For millennia, shepherds have clipped the wool off of their sheep. Before electricity, shearing blades were the tool of choice (and sometimes still used), but today, electric shears are the more common option. Either way you shear it, the fact remains: sheep need a yearly haircut and the textile industry needs wool.

Here in Vermont, there are only a few well-known career shearers around. One of them is Gwen Hinman, a New Hampshire local with 26 years of shearing behind her. Year round, Gwen bounces from farm to farm, big and tiny, to trim the wooly fleece off of sheep. Some clients turn their wool into yarn, others into house insulation, others toss it in their compost pile. From her home in Acworth, she travels as far west as Syracuse and as far east as Maine. Her largest client, a sheep dairy, has 1,600 sheep. It’s a 6-day job.

In early April, we were invited to attend one of Gwen’s shearing jobs in South Royalton, Vermont. Bob Slattery, the farmer who hired her, has lived on his farm since 1993, relocating to Vermont in the 80’s as the next chapter of his booming career as an architect. He has a flock of 55 Navajo-Churro sheep, a breed from the American southwest known for its high quality rug wool. Bob sends his wool directly to an artist who creates stunning, felted, sheep-colored tapestries.

Bob and Gwen have a long history, their throughline being what brought us here: sheep shearing. Gwen’s father, David Hinman, was a well-known shearer in his time and eventually found a student in Gwen, who first learned the ropes from him. When David was still in business, he would come to shear Bob’s sheep. When David passed on, Gwen took over. Taking her father’s wisdom and teachings with her, Gwen eventually traveled to New Zealand a few times to attend a week-long shearing intensive and work with a contract crew.

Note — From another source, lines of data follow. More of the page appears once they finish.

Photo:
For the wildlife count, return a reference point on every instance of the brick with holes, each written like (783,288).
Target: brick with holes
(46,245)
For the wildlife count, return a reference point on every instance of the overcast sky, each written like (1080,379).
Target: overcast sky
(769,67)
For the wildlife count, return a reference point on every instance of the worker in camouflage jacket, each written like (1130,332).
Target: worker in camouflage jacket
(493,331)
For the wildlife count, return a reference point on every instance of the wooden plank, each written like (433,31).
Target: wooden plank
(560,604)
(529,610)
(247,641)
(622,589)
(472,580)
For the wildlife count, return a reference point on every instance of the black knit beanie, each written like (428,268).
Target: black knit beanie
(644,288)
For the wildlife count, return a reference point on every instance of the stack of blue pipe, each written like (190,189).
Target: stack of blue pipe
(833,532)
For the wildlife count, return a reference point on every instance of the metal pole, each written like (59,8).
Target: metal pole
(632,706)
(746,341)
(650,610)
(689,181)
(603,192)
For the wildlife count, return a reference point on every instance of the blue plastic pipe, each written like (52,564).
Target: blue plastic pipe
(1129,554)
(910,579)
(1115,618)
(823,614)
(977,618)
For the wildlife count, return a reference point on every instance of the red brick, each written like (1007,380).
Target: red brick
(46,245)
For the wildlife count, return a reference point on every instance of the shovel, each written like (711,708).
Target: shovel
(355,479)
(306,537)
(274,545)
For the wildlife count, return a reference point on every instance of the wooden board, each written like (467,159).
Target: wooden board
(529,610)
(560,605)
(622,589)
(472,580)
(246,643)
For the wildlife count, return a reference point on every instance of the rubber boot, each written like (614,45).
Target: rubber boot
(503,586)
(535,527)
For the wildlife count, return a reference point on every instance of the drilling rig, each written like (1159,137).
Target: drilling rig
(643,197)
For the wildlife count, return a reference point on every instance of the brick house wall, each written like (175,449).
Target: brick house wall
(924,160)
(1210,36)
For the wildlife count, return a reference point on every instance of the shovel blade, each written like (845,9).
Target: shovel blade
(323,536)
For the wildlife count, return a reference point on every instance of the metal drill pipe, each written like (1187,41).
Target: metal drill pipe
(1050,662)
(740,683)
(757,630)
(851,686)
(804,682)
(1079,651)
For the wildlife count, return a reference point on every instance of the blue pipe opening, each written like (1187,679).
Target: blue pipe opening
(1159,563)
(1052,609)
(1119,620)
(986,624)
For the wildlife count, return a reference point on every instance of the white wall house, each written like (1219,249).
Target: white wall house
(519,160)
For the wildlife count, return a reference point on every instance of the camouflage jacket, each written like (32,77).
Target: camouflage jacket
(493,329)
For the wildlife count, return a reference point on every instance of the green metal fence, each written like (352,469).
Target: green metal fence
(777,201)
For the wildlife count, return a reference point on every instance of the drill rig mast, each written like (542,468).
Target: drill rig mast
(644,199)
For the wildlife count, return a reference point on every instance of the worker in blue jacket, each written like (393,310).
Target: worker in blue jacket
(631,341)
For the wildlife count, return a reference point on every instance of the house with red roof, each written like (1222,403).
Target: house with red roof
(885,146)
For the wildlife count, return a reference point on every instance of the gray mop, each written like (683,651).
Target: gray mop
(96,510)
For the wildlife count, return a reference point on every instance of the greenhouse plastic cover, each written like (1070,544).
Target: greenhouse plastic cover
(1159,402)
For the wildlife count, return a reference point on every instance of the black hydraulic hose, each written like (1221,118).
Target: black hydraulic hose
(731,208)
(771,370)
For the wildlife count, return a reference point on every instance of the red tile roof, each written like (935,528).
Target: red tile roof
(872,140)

What could sheep shearing really entail to require such rigorous training? To result in a shorn fleece that is usable and wool-mill approved, it must be shorn with precision. Shearers spend the majority of their time bent over, physically manipulating a sheep weighing upwards of 200lbs, while expertly handling a large electric clipper with a set of sharp, chomping teeth. The activity is so athletic that shearing competitions exist around the globe.
Gwen is as expert as they come. At every job you’ll find her dressed in wool layers head to toe, in her shearing mocassins, hazily lit by whatever utility lights can be found in whatever barn she is in. She begins each clip by seating a sheep on its rear so its hooves are elevated off the ground. From there, she’ll often give the sheep a hoof trim, which is a necessary measure for domesticated sheep that spend very little time on rocks and hard surfaces as their ancestors did, which act as a natural file. Then she’ll click on her shearing clippers which require an electric outlet and produce a meditative hum as she works.

Moving with incredible grace and respect for the sheep’s comfort, Gwen begins trimming the unusable belly wool from the sheep. After it’s discarded, she tactfully moves her shears around the sheep in congruous strips so that the fleece falls off in one piece, connected by fibers and lanolin, a sticky substance found naturally in wool to keep it waterproof. As she trims, she maneuvers the sheep with impressive dexterity, placing one foot there in order to turn the sheep 30 degrees or moving her hand from one leg to another to maintain control of the animal. She makes it look easy, which is the perfect testament as to why she is so skilled at her craft. Once the sheep is fully shorn, it hops up from the plywood board, gives a quick shake, and ambles over to rejoin its flock, now a few pounds lighter. The shorn fleece is scooped up and bagged for inspection later. Gwen, who has about 29 more sheep to shear today, is already reaching for her next.

Between the hard manual labor and constant travel more than half of the year, shearing is a tough gig. It requires repeatedly pulling your tired body out of bed in the morning, still smelling of lanolin from the day before, ready to shear yet another flock of sheep day after day. But to Gwen, it’s more than that. “I feel better when I’m shearing,” she says, when asked why she continues to choose this career. “I’m doing a service for the animal, and the result is this beautiful product with so many possibilities.”
At Johnson, we believe in the hard work and humility it takes to keep the wool industry alive. After the alchemy of sun, water, and pasture has done its work to produce a natural, durable fiber, all you need is a good shearer, and we count ourselves lucky to know one.